The Chase competition, now in its 14th year, called for proposals that are both buildable and sustainable and that meet a prevalent community need in low- and moderate-income areas. Particular consideration was given to teams developing properties within the New Orleans Office of Recovery Management’s 18 targeted redevelopment zones.
The WUSTL/MIT/Good Work Network proposal — which incorporates LEED-certified green building components as well as passive conservation strategies — was chosen from a field of nine university/nonprofit teams, each focusing on a different neighborhood within New Orleans.
A second prize of $15,000 was awarded to Volunteers of America of Greater New Orleans, which worked with the New School in New York. A third prize of $10,000 was awarded to the Pontilly Development Association for a senior-living facility project developed with Tulane University.

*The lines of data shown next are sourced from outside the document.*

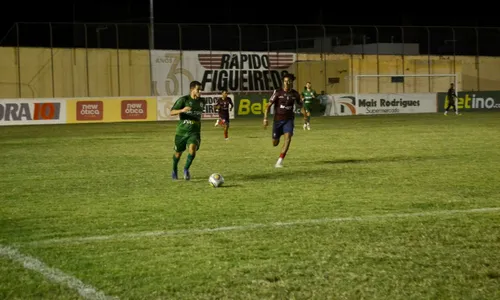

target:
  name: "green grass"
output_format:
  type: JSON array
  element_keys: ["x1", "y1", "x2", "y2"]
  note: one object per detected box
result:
[{"x1": 0, "y1": 113, "x2": 500, "y2": 299}]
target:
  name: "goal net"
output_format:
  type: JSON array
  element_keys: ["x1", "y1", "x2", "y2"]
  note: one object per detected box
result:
[{"x1": 325, "y1": 74, "x2": 459, "y2": 116}]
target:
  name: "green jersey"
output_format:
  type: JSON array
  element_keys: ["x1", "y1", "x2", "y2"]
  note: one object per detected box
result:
[
  {"x1": 172, "y1": 95, "x2": 205, "y2": 136},
  {"x1": 302, "y1": 89, "x2": 316, "y2": 105}
]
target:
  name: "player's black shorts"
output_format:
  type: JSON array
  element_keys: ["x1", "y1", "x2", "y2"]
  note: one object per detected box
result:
[
  {"x1": 219, "y1": 115, "x2": 230, "y2": 127},
  {"x1": 273, "y1": 119, "x2": 295, "y2": 140}
]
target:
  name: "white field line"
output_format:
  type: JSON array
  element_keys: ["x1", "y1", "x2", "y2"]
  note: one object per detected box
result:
[
  {"x1": 0, "y1": 244, "x2": 118, "y2": 300},
  {"x1": 27, "y1": 207, "x2": 500, "y2": 246}
]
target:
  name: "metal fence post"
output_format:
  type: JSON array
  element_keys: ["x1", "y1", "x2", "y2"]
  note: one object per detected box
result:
[
  {"x1": 425, "y1": 26, "x2": 432, "y2": 93},
  {"x1": 474, "y1": 27, "x2": 481, "y2": 91},
  {"x1": 451, "y1": 27, "x2": 457, "y2": 75},
  {"x1": 16, "y1": 22, "x2": 23, "y2": 98},
  {"x1": 374, "y1": 26, "x2": 380, "y2": 93},
  {"x1": 177, "y1": 24, "x2": 184, "y2": 94},
  {"x1": 49, "y1": 22, "x2": 56, "y2": 98},
  {"x1": 321, "y1": 25, "x2": 331, "y2": 93},
  {"x1": 400, "y1": 26, "x2": 406, "y2": 93},
  {"x1": 115, "y1": 24, "x2": 121, "y2": 96},
  {"x1": 83, "y1": 24, "x2": 90, "y2": 97},
  {"x1": 349, "y1": 26, "x2": 357, "y2": 93}
]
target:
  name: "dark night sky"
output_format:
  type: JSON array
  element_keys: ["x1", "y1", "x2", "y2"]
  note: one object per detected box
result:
[
  {"x1": 0, "y1": 0, "x2": 500, "y2": 28},
  {"x1": 0, "y1": 0, "x2": 500, "y2": 55}
]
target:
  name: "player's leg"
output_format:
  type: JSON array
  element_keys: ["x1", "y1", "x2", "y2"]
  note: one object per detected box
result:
[
  {"x1": 273, "y1": 121, "x2": 283, "y2": 147},
  {"x1": 275, "y1": 120, "x2": 294, "y2": 168},
  {"x1": 224, "y1": 119, "x2": 229, "y2": 141},
  {"x1": 305, "y1": 105, "x2": 311, "y2": 130},
  {"x1": 172, "y1": 135, "x2": 186, "y2": 180},
  {"x1": 184, "y1": 134, "x2": 201, "y2": 180},
  {"x1": 300, "y1": 104, "x2": 307, "y2": 130},
  {"x1": 444, "y1": 100, "x2": 453, "y2": 116},
  {"x1": 453, "y1": 98, "x2": 458, "y2": 115}
]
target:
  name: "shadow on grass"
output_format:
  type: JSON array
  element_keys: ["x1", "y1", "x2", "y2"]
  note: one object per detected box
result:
[{"x1": 315, "y1": 155, "x2": 443, "y2": 165}]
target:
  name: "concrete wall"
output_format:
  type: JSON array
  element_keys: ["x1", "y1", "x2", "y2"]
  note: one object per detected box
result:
[{"x1": 0, "y1": 47, "x2": 500, "y2": 98}]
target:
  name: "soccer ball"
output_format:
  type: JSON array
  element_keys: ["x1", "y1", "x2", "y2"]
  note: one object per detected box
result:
[{"x1": 208, "y1": 173, "x2": 224, "y2": 187}]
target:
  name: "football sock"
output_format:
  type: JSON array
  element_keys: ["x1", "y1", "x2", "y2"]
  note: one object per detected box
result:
[
  {"x1": 172, "y1": 154, "x2": 181, "y2": 173},
  {"x1": 184, "y1": 154, "x2": 196, "y2": 170}
]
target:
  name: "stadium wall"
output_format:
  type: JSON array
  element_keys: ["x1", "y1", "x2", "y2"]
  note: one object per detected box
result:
[{"x1": 0, "y1": 47, "x2": 500, "y2": 98}]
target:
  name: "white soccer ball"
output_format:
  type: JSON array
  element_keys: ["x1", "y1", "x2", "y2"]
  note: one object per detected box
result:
[{"x1": 208, "y1": 173, "x2": 224, "y2": 187}]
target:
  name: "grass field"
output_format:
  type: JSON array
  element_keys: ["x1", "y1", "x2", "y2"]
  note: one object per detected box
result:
[{"x1": 0, "y1": 113, "x2": 500, "y2": 299}]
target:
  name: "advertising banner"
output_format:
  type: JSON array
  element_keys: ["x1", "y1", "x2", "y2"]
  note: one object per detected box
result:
[
  {"x1": 438, "y1": 91, "x2": 500, "y2": 112},
  {"x1": 235, "y1": 92, "x2": 324, "y2": 118},
  {"x1": 66, "y1": 97, "x2": 156, "y2": 123},
  {"x1": 151, "y1": 50, "x2": 297, "y2": 96},
  {"x1": 329, "y1": 93, "x2": 437, "y2": 116},
  {"x1": 0, "y1": 99, "x2": 66, "y2": 126},
  {"x1": 157, "y1": 94, "x2": 236, "y2": 121}
]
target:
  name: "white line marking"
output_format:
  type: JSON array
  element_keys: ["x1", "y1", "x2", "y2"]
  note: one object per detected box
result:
[
  {"x1": 27, "y1": 207, "x2": 500, "y2": 246},
  {"x1": 0, "y1": 244, "x2": 118, "y2": 300}
]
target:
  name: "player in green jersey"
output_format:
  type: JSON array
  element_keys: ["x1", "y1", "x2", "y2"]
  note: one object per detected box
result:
[
  {"x1": 170, "y1": 81, "x2": 205, "y2": 180},
  {"x1": 301, "y1": 82, "x2": 318, "y2": 130}
]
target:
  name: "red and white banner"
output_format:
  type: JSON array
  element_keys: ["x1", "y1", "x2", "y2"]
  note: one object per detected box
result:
[
  {"x1": 0, "y1": 99, "x2": 66, "y2": 125},
  {"x1": 151, "y1": 50, "x2": 297, "y2": 96}
]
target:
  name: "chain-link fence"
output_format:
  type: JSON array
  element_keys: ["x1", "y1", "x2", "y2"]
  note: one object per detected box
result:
[{"x1": 0, "y1": 23, "x2": 500, "y2": 98}]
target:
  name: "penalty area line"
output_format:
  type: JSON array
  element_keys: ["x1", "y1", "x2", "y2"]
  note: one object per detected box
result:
[
  {"x1": 25, "y1": 207, "x2": 500, "y2": 246},
  {"x1": 0, "y1": 244, "x2": 118, "y2": 300}
]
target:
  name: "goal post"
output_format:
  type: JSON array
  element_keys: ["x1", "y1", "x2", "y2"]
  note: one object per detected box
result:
[{"x1": 353, "y1": 73, "x2": 459, "y2": 111}]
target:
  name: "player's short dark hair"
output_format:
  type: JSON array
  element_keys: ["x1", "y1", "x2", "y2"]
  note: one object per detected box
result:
[
  {"x1": 189, "y1": 80, "x2": 201, "y2": 90},
  {"x1": 282, "y1": 73, "x2": 295, "y2": 81}
]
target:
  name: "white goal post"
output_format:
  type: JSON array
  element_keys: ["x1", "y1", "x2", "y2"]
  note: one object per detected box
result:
[{"x1": 354, "y1": 73, "x2": 459, "y2": 111}]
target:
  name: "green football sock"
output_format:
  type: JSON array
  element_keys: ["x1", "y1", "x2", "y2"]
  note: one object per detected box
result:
[
  {"x1": 184, "y1": 154, "x2": 196, "y2": 170},
  {"x1": 172, "y1": 154, "x2": 181, "y2": 172}
]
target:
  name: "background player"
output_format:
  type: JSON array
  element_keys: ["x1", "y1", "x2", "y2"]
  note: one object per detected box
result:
[
  {"x1": 444, "y1": 83, "x2": 458, "y2": 116},
  {"x1": 215, "y1": 90, "x2": 234, "y2": 141},
  {"x1": 170, "y1": 81, "x2": 205, "y2": 180},
  {"x1": 301, "y1": 81, "x2": 318, "y2": 130},
  {"x1": 263, "y1": 74, "x2": 302, "y2": 168}
]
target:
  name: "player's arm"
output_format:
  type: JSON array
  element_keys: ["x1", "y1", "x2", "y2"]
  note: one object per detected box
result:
[
  {"x1": 170, "y1": 98, "x2": 191, "y2": 116},
  {"x1": 263, "y1": 90, "x2": 277, "y2": 128},
  {"x1": 214, "y1": 98, "x2": 220, "y2": 112}
]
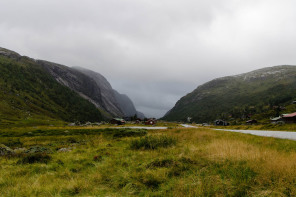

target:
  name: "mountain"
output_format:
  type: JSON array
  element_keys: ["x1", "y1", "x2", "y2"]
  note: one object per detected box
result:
[
  {"x1": 163, "y1": 65, "x2": 296, "y2": 123},
  {"x1": 0, "y1": 48, "x2": 103, "y2": 126},
  {"x1": 74, "y1": 67, "x2": 145, "y2": 118},
  {"x1": 113, "y1": 90, "x2": 145, "y2": 119}
]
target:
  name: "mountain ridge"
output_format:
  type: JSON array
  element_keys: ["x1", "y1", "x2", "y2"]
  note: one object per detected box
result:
[{"x1": 163, "y1": 65, "x2": 296, "y2": 122}]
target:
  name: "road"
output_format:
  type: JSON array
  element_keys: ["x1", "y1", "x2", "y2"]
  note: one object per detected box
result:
[{"x1": 215, "y1": 129, "x2": 296, "y2": 140}]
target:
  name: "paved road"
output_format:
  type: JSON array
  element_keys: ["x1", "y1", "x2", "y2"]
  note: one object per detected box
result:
[
  {"x1": 113, "y1": 127, "x2": 168, "y2": 130},
  {"x1": 181, "y1": 124, "x2": 197, "y2": 128},
  {"x1": 215, "y1": 129, "x2": 296, "y2": 140}
]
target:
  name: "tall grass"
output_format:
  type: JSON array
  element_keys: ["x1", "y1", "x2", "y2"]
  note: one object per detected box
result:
[
  {"x1": 130, "y1": 135, "x2": 177, "y2": 150},
  {"x1": 0, "y1": 126, "x2": 296, "y2": 196}
]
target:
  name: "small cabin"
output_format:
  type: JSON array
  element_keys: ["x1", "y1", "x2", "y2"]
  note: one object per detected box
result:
[
  {"x1": 110, "y1": 118, "x2": 125, "y2": 125},
  {"x1": 145, "y1": 118, "x2": 157, "y2": 125},
  {"x1": 246, "y1": 120, "x2": 258, "y2": 124},
  {"x1": 282, "y1": 112, "x2": 296, "y2": 123},
  {"x1": 214, "y1": 120, "x2": 229, "y2": 126}
]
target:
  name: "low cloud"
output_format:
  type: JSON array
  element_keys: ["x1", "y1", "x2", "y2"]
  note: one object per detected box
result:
[{"x1": 0, "y1": 0, "x2": 296, "y2": 117}]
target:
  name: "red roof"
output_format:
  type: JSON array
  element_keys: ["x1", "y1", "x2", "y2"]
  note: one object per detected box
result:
[{"x1": 283, "y1": 112, "x2": 296, "y2": 118}]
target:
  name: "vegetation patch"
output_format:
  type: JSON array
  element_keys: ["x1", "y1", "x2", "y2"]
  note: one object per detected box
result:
[{"x1": 130, "y1": 135, "x2": 177, "y2": 150}]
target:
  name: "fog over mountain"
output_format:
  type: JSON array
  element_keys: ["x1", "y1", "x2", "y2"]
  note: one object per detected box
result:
[{"x1": 0, "y1": 0, "x2": 296, "y2": 117}]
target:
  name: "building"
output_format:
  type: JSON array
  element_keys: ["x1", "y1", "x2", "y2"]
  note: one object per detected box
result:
[
  {"x1": 110, "y1": 118, "x2": 125, "y2": 125},
  {"x1": 282, "y1": 112, "x2": 296, "y2": 123},
  {"x1": 214, "y1": 120, "x2": 229, "y2": 126},
  {"x1": 145, "y1": 118, "x2": 157, "y2": 125}
]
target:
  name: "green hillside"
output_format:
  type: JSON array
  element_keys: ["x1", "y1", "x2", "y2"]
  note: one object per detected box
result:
[
  {"x1": 0, "y1": 51, "x2": 102, "y2": 127},
  {"x1": 163, "y1": 66, "x2": 296, "y2": 123}
]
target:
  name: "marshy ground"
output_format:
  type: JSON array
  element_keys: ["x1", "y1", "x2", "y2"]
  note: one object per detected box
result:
[{"x1": 0, "y1": 127, "x2": 296, "y2": 196}]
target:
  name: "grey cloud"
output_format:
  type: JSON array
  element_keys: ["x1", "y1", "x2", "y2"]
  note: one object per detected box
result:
[{"x1": 0, "y1": 0, "x2": 296, "y2": 117}]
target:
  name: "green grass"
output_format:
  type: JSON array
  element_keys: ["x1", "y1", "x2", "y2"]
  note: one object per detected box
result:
[{"x1": 0, "y1": 127, "x2": 296, "y2": 196}]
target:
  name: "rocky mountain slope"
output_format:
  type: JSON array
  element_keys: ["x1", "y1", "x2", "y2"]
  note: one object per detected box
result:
[
  {"x1": 74, "y1": 67, "x2": 145, "y2": 118},
  {"x1": 163, "y1": 66, "x2": 296, "y2": 122},
  {"x1": 0, "y1": 48, "x2": 143, "y2": 125},
  {"x1": 0, "y1": 48, "x2": 102, "y2": 125},
  {"x1": 113, "y1": 90, "x2": 145, "y2": 119}
]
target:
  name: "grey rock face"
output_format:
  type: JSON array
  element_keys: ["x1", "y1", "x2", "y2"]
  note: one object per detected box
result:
[
  {"x1": 37, "y1": 60, "x2": 109, "y2": 112},
  {"x1": 74, "y1": 67, "x2": 124, "y2": 117},
  {"x1": 113, "y1": 90, "x2": 145, "y2": 119},
  {"x1": 74, "y1": 67, "x2": 145, "y2": 118},
  {"x1": 0, "y1": 47, "x2": 21, "y2": 59}
]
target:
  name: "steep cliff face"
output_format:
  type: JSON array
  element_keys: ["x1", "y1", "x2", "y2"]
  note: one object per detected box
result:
[
  {"x1": 0, "y1": 48, "x2": 102, "y2": 126},
  {"x1": 74, "y1": 67, "x2": 145, "y2": 118},
  {"x1": 74, "y1": 67, "x2": 125, "y2": 117},
  {"x1": 164, "y1": 66, "x2": 296, "y2": 122},
  {"x1": 113, "y1": 90, "x2": 145, "y2": 119},
  {"x1": 37, "y1": 60, "x2": 104, "y2": 108}
]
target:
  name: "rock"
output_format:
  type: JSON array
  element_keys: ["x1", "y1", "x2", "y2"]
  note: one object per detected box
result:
[
  {"x1": 0, "y1": 144, "x2": 14, "y2": 156},
  {"x1": 58, "y1": 148, "x2": 72, "y2": 153},
  {"x1": 13, "y1": 148, "x2": 28, "y2": 154},
  {"x1": 25, "y1": 146, "x2": 52, "y2": 154}
]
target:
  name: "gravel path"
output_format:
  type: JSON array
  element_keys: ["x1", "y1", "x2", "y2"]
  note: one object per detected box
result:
[{"x1": 215, "y1": 129, "x2": 296, "y2": 140}]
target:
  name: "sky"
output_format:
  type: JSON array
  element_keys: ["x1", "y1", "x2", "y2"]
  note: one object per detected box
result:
[{"x1": 0, "y1": 0, "x2": 296, "y2": 118}]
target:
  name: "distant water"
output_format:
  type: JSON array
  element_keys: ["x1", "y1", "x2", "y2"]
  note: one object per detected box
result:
[{"x1": 215, "y1": 129, "x2": 296, "y2": 140}]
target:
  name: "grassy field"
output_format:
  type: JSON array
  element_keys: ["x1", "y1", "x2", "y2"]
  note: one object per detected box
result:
[
  {"x1": 0, "y1": 126, "x2": 296, "y2": 196},
  {"x1": 212, "y1": 124, "x2": 296, "y2": 132}
]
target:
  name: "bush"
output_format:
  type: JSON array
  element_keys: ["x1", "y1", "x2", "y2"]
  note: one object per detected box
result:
[
  {"x1": 18, "y1": 153, "x2": 51, "y2": 164},
  {"x1": 105, "y1": 129, "x2": 147, "y2": 138},
  {"x1": 130, "y1": 135, "x2": 177, "y2": 150}
]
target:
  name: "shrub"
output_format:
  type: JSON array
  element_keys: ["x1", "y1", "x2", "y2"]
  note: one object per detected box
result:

Other competing schools were Harvard University, Loyola University New Orleans, DePaul University, the University of New Orleans, the University of Minnesota and Hunter College.
In early April, the Good Work Network received a $40,000 grant from the Greater New Orleans Foundation. In addition, the Franz Building was recently a finalist for a National Trust for Historic Preservation grant.
“Winning this competition was a remarkable way for these senior architecture students to cap their education at WUSTL,” Hoeferlin said. “Not only did they put together a competition submission of professional level, but they also got to present in front of a multidisciplined jury in New Orleans and even were interviewed on local news after winning.
“It was truly an interdisciplinary collaboration that married sophisticated architectural design with a carefully crafted business plan, all with close input from an informed client,” Hoeferlin said. “I think this proves that the interdisciplinary and community-engaged model may be the credible trajectory for future architectural design studios.”